Hearing Touch: Audio-Visual Pretraining for Contact-Rich Manipulation
Jared Mejia, Victoria Dean, Tess Hellebrekers, Abhinav Gupta
· CMU / Olin / Meta AI
· 2024 · arXiv preprint
· arXiv:2405.08576
· PDF
One-liner. Treat a cheap piezo contact microphone as an
"audio-native" tactile sensor, and you can bootstrap its representation from
2M+ internet audio-visual clips (AudioSet, via AVID) instead of training from
scratch — the resulting contact-audio features measurably boost low-data
behavior cloning and, surprisingly, make policies more visually robust
despite a large domain gap between YouTube sounds and robot scraping noises.
Problem & motivation
Vision representations for robots get to ride internet-scale pretraining
(R3M, VIP, MVP); every other modality — especially touch — is
trained from scratch on a few hundred task-specific samples, because no
internet-scale tactile corpus exists. The authors' wedge: a piezo
contact microphone produces a signal that is literally audio
(structural vibrations at 32–48 kHz, up to ~1000× the bandwidth of
optical/magnetic tactile sensors). So the "no internet-scale tactile data"
problem dissolves — you can pretrain the touch encoder on the enormous
pool of internet audio-visual video. This is pitched as the first method to use
large-scale multisensory (not vision-only) pretraining for robot
manipulation, and it targets the low-data regime (≤60 demos/task) where
scratch-trained sensory encoders are weakest.
Method
Two-stage pipeline (Fig 2): large-scale pretraining of two encoders, then
end-to-end behavior cloning on a handful of in-domain demos.

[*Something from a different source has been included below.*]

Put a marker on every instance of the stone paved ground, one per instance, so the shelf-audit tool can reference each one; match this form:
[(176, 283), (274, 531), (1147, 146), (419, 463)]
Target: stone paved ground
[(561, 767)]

Sensors. Four piezo contact microphones mounted on the
Franka gripper, each recording at 32 kHz; signals are averaged into one channel
and downsampled to 16 kHz. Because they read structural vibration, they pick up
not just direct gripper-object contact but indirect contact traveling
along a grasped tool (spatula, spoon) — subtle surface interactions vision
can't see. Per timestep the policy ingests an image v_t from a
fixed third-person RealSense and a 2-second contact-audio clip
a_t, rendered as a mel spectrogram (AVID's preprocessing).
Encoder pretraining. The audio encoder is lifted
from AVID (Audio-Visual Instance Discrimination, Morgado et al.
CVPR 2021), self-supervised with cross-modal instance discrimination on
AudioSet (~2M 10-second internet clips). The vision
encoder is R3M (ResNet18 pretrained on Ego4D with
time-contrastive + video-language alignment) — deliberately a known-good
robot vision representation, so any gain is attributable to the audio side.
Both encoders are kept unfrozen during policy learning (following Dean
et al., "Don't freeze your embedding").
Audio-visual behavior cloning. A sequence of 4 images
spanning the same 2s window plus the single audio token (5 tokens total) get
learned positional embeddings and pass through a single self-attention
transformer block (the fusion mechanism, à la See-Hear-Feel [6]); the output is
concatenated and fed to a 2-layer MLP head. The policy is quasi
open-loop: at time t it predicts H actions and
executes h ≤ H (here h = 2) before re-predicting
— balancing reactivity to audio against non-Markovian demo artifacts
(pauses). Each action is a 6-D delta end-effector command (Cartesian xyz + Euler
αβγ); standard MSE loss. ~20M params total.
Setup
- Datasets / benchmarks: Pretraining — AudioSet
(~2M clips, for AVID audio encoder) and Ego4D (for R3M vision encoder).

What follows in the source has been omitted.